Pantoffelbrot: Der Klügere gibt nach und der andere hat das letzte Wort.

September 23, 2019

Pantoffelbrot: Der Klügere gibt nach und der andere hat das letzte Wort.

Philipp & Caro. Neben dem Sinn für Genuss eint uns noch eine andere Eigenschaft: Wir wissen beide gern alles besser. So kam es für mich auch nicht überraschend, dass Phil mir erklärte, dass das Ciabatta nicht TschIAbatta ausgesprochen wird, sondern eher Tschabatta.

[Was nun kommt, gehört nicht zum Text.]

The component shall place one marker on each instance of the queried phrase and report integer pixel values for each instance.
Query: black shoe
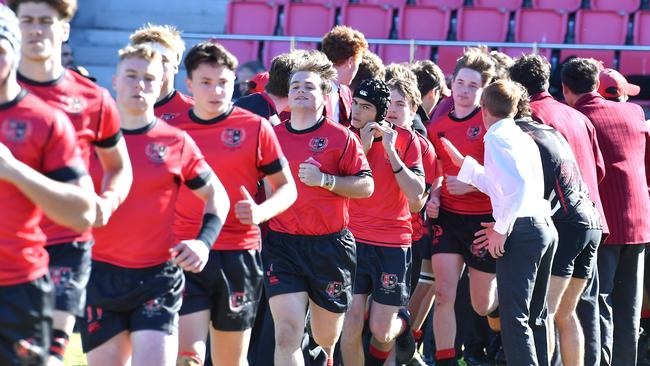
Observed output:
(405, 342)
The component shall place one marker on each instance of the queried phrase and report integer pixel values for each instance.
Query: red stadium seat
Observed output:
(510, 5)
(627, 6)
(411, 20)
(476, 24)
(538, 25)
(251, 18)
(443, 4)
(598, 27)
(638, 62)
(568, 6)
(374, 21)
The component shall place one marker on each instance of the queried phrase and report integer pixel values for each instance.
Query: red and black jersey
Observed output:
(242, 148)
(318, 211)
(175, 105)
(384, 218)
(467, 135)
(430, 166)
(94, 116)
(139, 233)
(41, 137)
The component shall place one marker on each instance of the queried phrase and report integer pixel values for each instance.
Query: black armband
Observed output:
(210, 229)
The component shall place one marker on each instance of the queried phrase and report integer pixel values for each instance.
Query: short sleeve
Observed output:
(353, 161)
(62, 159)
(270, 159)
(195, 171)
(108, 132)
(412, 154)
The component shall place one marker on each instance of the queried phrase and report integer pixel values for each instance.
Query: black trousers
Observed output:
(620, 271)
(523, 275)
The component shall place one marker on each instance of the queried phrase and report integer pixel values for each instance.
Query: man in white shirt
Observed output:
(523, 237)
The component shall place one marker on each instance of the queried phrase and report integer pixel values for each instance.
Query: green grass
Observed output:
(74, 356)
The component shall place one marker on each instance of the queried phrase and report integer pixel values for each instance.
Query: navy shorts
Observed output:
(323, 266)
(129, 299)
(26, 322)
(230, 286)
(457, 237)
(575, 255)
(70, 271)
(384, 272)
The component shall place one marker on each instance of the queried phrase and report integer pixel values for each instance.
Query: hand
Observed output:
(433, 207)
(456, 187)
(7, 162)
(388, 138)
(367, 134)
(455, 155)
(309, 174)
(105, 205)
(246, 210)
(191, 255)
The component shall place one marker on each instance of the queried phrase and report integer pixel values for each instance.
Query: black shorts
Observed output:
(230, 286)
(26, 322)
(384, 272)
(457, 237)
(127, 299)
(576, 251)
(323, 266)
(70, 271)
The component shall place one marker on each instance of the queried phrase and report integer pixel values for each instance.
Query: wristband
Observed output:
(210, 229)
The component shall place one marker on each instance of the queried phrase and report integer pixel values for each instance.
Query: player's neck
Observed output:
(10, 89)
(129, 121)
(41, 71)
(302, 119)
(462, 112)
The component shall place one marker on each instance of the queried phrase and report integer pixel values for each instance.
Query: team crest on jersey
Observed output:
(334, 289)
(318, 144)
(237, 301)
(388, 281)
(73, 104)
(16, 131)
(169, 116)
(473, 132)
(152, 307)
(157, 153)
(233, 137)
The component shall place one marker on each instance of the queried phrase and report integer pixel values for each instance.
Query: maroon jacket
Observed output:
(622, 136)
(579, 132)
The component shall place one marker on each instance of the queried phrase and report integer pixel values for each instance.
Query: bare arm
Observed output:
(67, 204)
(116, 184)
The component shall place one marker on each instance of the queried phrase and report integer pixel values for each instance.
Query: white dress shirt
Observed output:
(512, 175)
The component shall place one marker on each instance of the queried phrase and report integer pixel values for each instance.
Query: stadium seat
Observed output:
(567, 6)
(627, 6)
(251, 18)
(509, 5)
(374, 21)
(443, 4)
(598, 27)
(538, 25)
(638, 62)
(477, 24)
(411, 20)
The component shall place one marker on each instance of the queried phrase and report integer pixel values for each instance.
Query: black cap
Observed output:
(376, 92)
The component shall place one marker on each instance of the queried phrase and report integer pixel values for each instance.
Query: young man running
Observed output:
(135, 287)
(40, 173)
(242, 148)
(381, 225)
(310, 255)
(166, 39)
(45, 26)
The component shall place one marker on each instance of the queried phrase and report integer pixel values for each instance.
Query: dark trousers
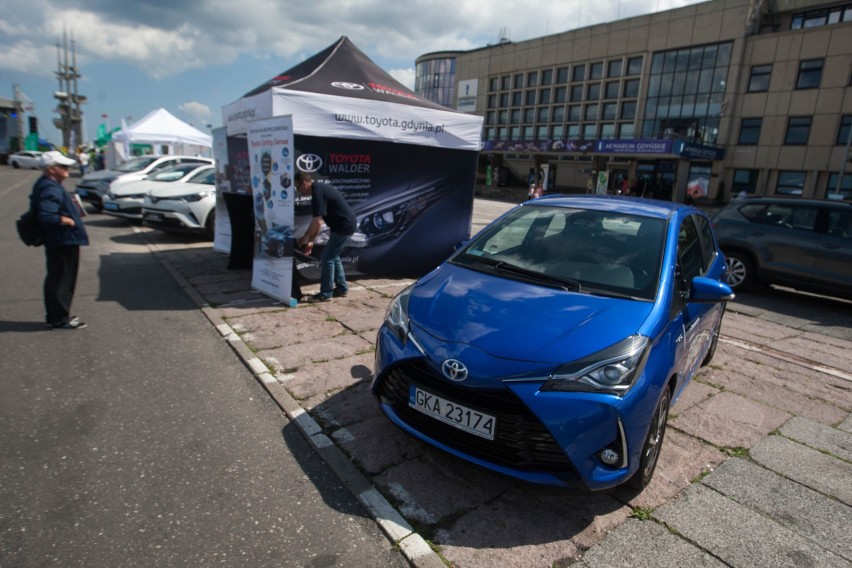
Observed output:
(59, 284)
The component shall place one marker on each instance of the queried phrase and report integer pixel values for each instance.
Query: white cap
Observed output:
(54, 158)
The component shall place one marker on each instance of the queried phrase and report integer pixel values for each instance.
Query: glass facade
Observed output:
(435, 80)
(686, 90)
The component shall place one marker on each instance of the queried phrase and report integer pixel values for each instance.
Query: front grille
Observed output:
(521, 440)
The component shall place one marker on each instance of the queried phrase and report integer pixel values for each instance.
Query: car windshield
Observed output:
(173, 173)
(599, 252)
(136, 164)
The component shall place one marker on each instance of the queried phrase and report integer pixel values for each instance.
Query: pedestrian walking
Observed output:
(64, 233)
(327, 206)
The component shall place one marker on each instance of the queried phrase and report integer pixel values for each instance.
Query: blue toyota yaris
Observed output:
(551, 346)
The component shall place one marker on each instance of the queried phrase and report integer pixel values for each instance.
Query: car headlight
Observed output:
(396, 316)
(612, 370)
(197, 196)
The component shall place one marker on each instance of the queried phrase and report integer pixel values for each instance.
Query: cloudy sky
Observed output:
(191, 57)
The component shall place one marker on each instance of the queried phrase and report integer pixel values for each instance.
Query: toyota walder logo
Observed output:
(309, 163)
(454, 370)
(348, 86)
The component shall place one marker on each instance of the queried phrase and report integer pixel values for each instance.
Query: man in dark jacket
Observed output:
(61, 220)
(328, 206)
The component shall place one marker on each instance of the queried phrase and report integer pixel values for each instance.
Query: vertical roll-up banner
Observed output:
(270, 147)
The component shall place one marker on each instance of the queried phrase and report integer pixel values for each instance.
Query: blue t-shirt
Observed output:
(328, 203)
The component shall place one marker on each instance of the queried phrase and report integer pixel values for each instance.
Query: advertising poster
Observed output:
(270, 149)
(412, 204)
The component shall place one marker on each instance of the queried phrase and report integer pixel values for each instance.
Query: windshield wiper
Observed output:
(564, 283)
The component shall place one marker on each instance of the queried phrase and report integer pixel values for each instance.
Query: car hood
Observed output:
(178, 189)
(518, 320)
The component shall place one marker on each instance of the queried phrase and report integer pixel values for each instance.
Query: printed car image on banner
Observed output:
(413, 204)
(270, 146)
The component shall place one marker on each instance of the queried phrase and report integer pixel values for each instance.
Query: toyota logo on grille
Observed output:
(348, 86)
(454, 370)
(309, 163)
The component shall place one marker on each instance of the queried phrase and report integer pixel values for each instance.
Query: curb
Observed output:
(413, 546)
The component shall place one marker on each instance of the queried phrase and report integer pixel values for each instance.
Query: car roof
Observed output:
(616, 204)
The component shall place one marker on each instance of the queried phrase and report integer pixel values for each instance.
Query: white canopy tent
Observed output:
(161, 128)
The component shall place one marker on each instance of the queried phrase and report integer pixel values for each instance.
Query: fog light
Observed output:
(609, 456)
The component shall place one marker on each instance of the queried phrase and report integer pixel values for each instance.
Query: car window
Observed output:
(840, 223)
(689, 250)
(207, 176)
(603, 251)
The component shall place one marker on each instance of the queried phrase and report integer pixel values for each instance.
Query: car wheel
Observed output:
(653, 445)
(210, 225)
(740, 271)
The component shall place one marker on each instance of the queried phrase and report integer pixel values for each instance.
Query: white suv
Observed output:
(183, 207)
(93, 186)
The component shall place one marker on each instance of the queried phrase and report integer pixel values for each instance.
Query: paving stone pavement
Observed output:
(756, 469)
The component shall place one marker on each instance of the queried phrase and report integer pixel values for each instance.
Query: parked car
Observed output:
(93, 186)
(801, 243)
(27, 160)
(124, 199)
(551, 346)
(183, 207)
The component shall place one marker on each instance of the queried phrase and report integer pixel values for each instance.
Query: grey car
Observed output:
(801, 243)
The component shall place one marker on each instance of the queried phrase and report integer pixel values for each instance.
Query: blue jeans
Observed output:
(332, 269)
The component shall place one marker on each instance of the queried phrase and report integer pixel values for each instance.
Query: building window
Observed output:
(843, 131)
(575, 113)
(845, 189)
(595, 71)
(750, 131)
(591, 112)
(790, 183)
(593, 92)
(634, 65)
(759, 80)
(612, 90)
(745, 181)
(532, 79)
(631, 88)
(810, 73)
(798, 130)
(614, 68)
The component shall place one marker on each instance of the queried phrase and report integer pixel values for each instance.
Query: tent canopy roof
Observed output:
(161, 127)
(344, 70)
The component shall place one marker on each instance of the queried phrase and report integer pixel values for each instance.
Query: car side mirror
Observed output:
(708, 290)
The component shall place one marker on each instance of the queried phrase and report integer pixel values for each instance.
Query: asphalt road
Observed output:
(142, 440)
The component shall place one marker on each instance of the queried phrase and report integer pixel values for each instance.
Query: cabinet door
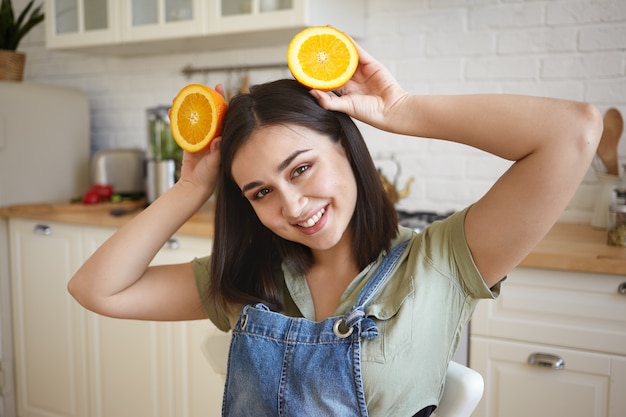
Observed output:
(48, 324)
(197, 387)
(72, 23)
(162, 19)
(241, 16)
(130, 361)
(516, 388)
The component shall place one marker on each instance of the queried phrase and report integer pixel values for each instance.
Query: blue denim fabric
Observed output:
(286, 366)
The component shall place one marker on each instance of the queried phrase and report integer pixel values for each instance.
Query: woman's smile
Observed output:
(299, 183)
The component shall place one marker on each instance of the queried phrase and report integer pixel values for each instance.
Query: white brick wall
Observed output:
(571, 49)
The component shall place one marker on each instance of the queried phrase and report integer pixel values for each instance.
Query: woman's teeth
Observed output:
(313, 220)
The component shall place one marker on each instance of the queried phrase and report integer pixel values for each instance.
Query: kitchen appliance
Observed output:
(121, 168)
(163, 155)
(44, 156)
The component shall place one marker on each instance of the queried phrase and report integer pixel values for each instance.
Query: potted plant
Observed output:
(11, 33)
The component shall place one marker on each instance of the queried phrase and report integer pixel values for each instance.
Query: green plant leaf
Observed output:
(12, 31)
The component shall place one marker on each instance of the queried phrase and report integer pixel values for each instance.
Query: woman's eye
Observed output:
(298, 171)
(261, 193)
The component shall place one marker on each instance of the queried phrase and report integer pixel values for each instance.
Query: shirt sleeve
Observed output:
(446, 240)
(201, 271)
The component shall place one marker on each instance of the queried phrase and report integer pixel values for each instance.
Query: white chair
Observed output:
(464, 386)
(464, 389)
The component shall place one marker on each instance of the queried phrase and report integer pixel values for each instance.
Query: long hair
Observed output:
(246, 255)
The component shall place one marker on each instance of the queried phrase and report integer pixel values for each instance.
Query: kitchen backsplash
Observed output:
(559, 48)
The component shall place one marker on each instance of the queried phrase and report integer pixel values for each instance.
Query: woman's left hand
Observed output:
(371, 95)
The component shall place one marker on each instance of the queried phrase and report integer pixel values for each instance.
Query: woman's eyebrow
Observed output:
(289, 159)
(279, 169)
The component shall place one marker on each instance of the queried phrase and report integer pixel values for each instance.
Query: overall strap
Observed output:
(356, 315)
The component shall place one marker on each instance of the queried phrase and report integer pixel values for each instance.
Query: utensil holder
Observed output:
(607, 183)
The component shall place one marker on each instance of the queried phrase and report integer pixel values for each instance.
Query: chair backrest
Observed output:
(463, 390)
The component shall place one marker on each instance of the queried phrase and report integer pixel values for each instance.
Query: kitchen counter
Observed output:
(201, 224)
(577, 247)
(568, 247)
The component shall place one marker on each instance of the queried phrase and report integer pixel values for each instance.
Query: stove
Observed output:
(418, 220)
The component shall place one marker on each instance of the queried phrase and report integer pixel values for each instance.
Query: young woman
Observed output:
(335, 310)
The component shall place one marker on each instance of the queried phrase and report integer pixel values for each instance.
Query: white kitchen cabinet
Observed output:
(48, 325)
(78, 23)
(553, 343)
(135, 27)
(71, 362)
(240, 16)
(152, 20)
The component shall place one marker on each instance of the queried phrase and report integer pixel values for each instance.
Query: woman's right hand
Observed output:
(200, 169)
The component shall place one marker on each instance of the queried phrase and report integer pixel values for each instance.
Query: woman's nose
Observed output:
(293, 204)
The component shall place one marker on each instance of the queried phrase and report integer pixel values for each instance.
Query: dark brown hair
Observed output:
(246, 255)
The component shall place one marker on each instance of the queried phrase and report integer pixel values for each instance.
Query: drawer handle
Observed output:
(546, 360)
(42, 229)
(172, 243)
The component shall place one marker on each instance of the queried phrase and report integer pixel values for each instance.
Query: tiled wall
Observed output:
(571, 49)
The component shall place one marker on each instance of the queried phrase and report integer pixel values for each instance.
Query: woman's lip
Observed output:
(312, 220)
(318, 224)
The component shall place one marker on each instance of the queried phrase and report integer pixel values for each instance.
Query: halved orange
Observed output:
(322, 57)
(196, 117)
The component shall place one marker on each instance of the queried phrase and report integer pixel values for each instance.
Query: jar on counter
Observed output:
(617, 220)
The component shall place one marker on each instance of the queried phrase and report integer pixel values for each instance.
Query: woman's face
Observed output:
(300, 184)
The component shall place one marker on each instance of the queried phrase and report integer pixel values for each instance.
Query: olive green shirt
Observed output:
(420, 312)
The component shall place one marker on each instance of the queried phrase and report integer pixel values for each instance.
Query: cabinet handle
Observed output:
(42, 229)
(172, 243)
(546, 360)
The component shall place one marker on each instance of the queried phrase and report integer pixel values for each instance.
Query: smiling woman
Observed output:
(334, 308)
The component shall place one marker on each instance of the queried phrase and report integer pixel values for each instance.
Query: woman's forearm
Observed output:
(509, 126)
(124, 258)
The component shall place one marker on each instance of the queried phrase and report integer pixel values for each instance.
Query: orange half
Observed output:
(322, 57)
(196, 117)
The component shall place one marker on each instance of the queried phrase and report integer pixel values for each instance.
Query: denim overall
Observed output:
(286, 366)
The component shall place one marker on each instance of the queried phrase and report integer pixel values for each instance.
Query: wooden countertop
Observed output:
(569, 247)
(201, 224)
(577, 247)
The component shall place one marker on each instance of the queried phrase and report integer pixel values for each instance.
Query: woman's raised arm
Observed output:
(551, 142)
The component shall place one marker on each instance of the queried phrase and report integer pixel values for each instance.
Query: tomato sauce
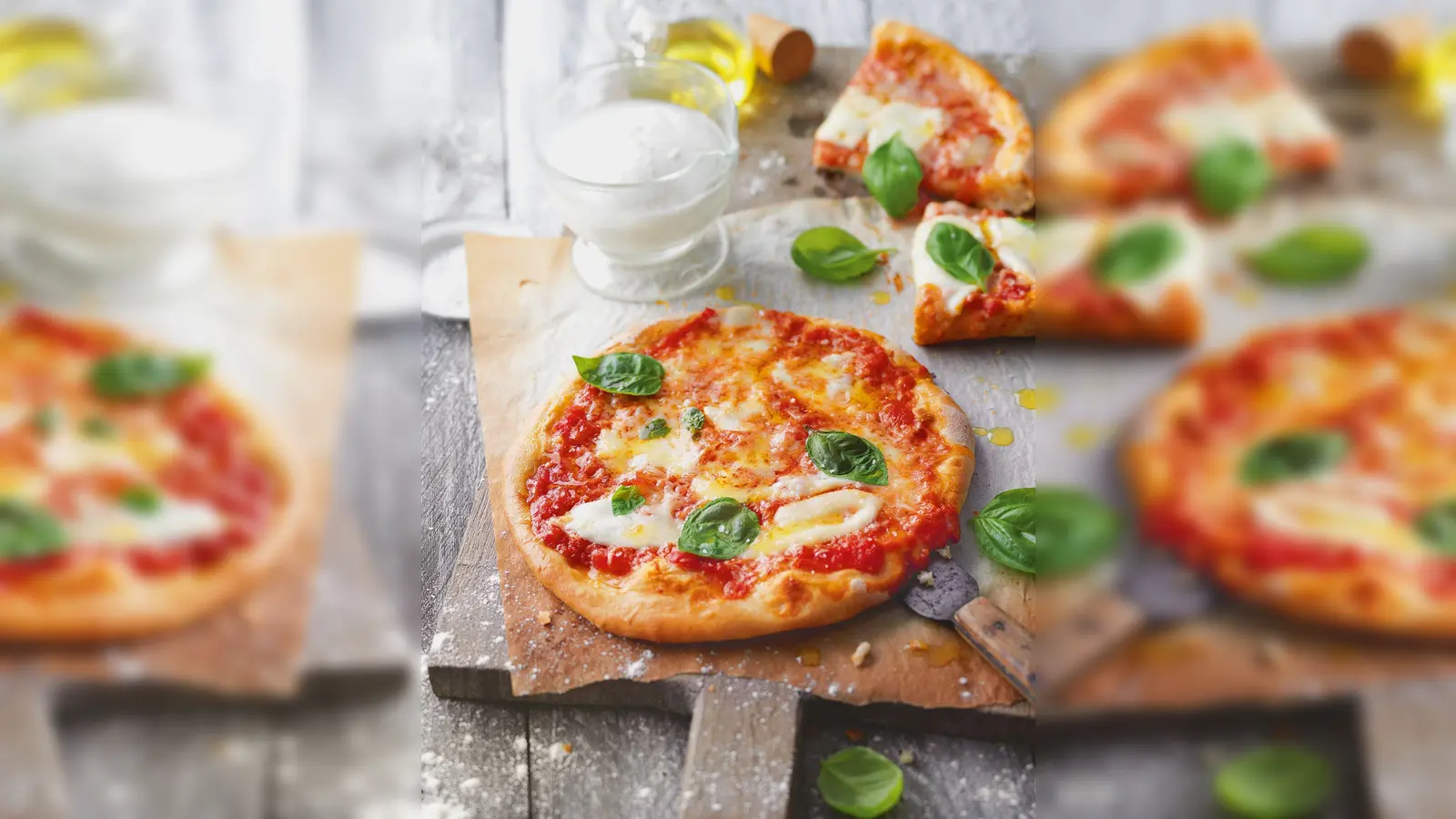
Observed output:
(570, 471)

Gut. Daraufhin habe ich ihm erklärt, was das übersetzt eigentlich heißt. Nämlich: Pantoffel(Brot). Warum? Weil die Italiener wohl der Meinung sind, dass dieses Teigwunder von seiner Form an einen (ausgelatschten) Pantoffel erinnert. Ja, die Italiener müssen das wohl wissen. Schließlich sind sie die einzigen Europäer, die in einem Land wohnen, welches aus den Wolken betrachtet einem Stiefel gleicht – mit Schuhen kennen sie sich also aus. Um des Friedens Willen brachen Phil und ich also das Brot. Nachdem wir es gebacken hatten. Hier ist unser Rezept dafür:

Das braucht ihr:

  • 700 g Mehl
  • 2 Päckchen Trockenhefe
  • 2 gehäufte Teelöffel Salz
  • 100 ml Olivenöl
  • 500 ml Wasser

So gehts:

Vermischt das Mehl gründlich mit der Trockenhefe. Die übrigen Zutaten nach und nach hinzufügen und alles zu einem glatten Teig vermengen. Anschließend lasst ihr den Teig für ungefähr 10 Minuten ruhen. Die Zeit könnt ihr nutzen, um das Backblech mit Backpapier zu belegen.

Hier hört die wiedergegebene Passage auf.